Bem, deu tudo certo na São Silvestre. Não me contundi. Conversei muito com meu corpo. Nunca me concentrei tanto. Neste ano, sequer vi as coisas engraçadas ao redor, de tanto que estava focado em mim, na minha energia, na minha corrida. No entanto, passada a emoção, o prazer do objetivo alcançado, as coisas voltam ao normal, estão sem sentido.

Não desisti de nada. Quero encontrar sentidos. Só que o país, o povo, o contexto, o momento mundial não ajudam. Sigo procurando mesmo assim.

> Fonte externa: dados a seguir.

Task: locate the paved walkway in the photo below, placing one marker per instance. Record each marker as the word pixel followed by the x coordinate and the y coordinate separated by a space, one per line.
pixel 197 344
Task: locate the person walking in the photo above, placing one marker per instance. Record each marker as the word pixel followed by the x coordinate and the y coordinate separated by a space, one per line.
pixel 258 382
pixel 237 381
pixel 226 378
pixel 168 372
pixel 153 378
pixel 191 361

I still haven't found what I'm looking for...

William

Post Scriptum:

Decidi correr a São Silvestre no início de novembro, justamente para buscar sentidos. Durante os dois meses, fiz um treinamento monitorado por mim mesmo. Foram 18 treinos e percorri cerca de 90 Km durante o período. Isso foi fundamental para a realização da corrida hoje. Ver aqui a postagem sobre o treinamento.

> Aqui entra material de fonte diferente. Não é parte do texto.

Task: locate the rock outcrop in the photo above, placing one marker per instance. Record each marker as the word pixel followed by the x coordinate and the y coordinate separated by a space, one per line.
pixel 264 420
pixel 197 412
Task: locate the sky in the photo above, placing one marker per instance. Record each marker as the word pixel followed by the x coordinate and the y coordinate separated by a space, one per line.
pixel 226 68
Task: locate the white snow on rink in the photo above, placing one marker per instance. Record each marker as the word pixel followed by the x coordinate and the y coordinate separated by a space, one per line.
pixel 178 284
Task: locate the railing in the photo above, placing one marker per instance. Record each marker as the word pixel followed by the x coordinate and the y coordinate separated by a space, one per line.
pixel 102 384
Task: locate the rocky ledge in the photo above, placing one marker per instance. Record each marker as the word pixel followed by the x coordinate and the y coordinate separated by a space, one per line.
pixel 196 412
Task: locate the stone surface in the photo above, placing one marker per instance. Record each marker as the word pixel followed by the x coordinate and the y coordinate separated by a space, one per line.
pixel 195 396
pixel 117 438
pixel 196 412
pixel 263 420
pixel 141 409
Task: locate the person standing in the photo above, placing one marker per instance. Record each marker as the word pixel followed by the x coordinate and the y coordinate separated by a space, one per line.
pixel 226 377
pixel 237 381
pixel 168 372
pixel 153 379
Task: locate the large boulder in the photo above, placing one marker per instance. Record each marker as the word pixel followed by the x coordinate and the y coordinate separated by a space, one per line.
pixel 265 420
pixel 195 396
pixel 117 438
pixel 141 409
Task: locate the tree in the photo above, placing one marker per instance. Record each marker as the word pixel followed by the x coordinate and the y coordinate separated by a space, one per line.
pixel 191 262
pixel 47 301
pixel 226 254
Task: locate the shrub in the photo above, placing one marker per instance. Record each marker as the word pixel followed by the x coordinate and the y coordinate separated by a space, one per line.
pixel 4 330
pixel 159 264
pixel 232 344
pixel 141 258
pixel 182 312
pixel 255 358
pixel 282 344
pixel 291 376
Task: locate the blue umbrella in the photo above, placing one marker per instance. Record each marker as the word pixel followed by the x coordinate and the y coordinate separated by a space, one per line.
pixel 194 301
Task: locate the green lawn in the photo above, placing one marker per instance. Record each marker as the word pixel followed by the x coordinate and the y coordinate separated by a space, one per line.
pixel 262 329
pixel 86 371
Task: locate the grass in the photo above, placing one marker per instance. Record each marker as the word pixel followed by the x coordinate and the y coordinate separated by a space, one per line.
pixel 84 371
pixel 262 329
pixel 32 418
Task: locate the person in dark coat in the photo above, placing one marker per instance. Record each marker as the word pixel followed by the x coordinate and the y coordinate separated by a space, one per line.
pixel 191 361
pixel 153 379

sábado, 14 de dezembro de 2019

141219 - Diário e reflexões



Tempos de tempestades, na vida e na política.

Refeição Cultural

Sábado, cidade de Osasco.

Recebi em casa a visita de meu pai, que ficou conosco entre segunda e quarta-feira. Ele conseguiu realizar os compromissos que havia planejado em São Paulo. Para não fechar a viagem com chave de ouro, o idoso de 77 anos passou por um problemão na hora de retornar a sua cidade em Minas Gerais. O que seria um voo de uma hora se transformou em uma novela de 24h para sair de SP e chegar a sua casa. Foi horrível e por pouco meu pai não teve outro AVC ou outro infarto, de tanto estresse que viveu entre atrasos, voos cancelados, insistências para que respeitassem seus direitos etc. Nós cidadãos somos absolutamente impotentes diante das falhas do sistema social em que vivemos. Somos coisas num mundo coisificado pelo capital.

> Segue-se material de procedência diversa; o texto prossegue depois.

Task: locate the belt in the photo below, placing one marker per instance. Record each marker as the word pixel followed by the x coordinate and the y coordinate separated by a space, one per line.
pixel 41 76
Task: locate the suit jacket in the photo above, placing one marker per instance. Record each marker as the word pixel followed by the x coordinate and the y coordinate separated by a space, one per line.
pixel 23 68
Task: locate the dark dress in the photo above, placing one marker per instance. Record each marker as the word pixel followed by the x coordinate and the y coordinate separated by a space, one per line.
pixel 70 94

Nesta semana aconteceram discussões políticas nas entidades sindicais que ajudei a construir e fortalecer por décadas. Não pude participar das discussões por causa dos compromissos com meu pai, prioridade evidente sendo eu a única pessoa que poderia cuidar dele durante os três dias. No entanto, caso houvesse interesse em nos ouvir, existem meios tecnológicos para isso. Uma coisa eu aprendi ao longo de nossa história com o movimento de lutas dos trabalhadores: a gente não pode perder a capacidade de se surpreender com as coisas que os seres humanos podem fazer. Eu fiquei bastante surpreso com as informações que recebi a respeito dos debates feitos. Efetivamente, me parece que todas as concepções, princípios e práticas sindicais que aprendi e exerci ao longo de décadas de formação política não existem mais, foram esquecidas ou simplesmente descartadas. Acho que todos nós da classe trabalhadora estamos perdidos e não conseguimos nos encontrar ainda. Perdemos todos com isso. A unidade parece estar cada vez mais distante no campo dos trabalhadores. Uma pena para nós! Uma ótima notícia para os inimigos!

CULTURAS

Falando de coisas boas, acontecimentos culturais. Nesta semana, reli o livro de contos Olhos d'água (2014), da escritora mineira Conceição Evaristo. Muito atual, muito reflexivo. Caso queiram ouvir o comentário que fiz em vídeo, está disponível aqui. Se tiverem interesse em ler os dois comentários que fiz a respeito de livros que li dela, ler aqui.

Em relação ao esporte e saúde, não consegui dedicar a semana aos treinos para a corrida de São Silvestre porque a prioridade foi dedicar o tempo e as energias para o exame de faixa que faremos neste domingo. Treinei quase todos os dias da semana as sequências de movimentos que já aprendemos na arte marcial que estudamos, o Kung Fu.

É isso! Vamos dormir para acordarmos com disposição e memória boa para este domingo.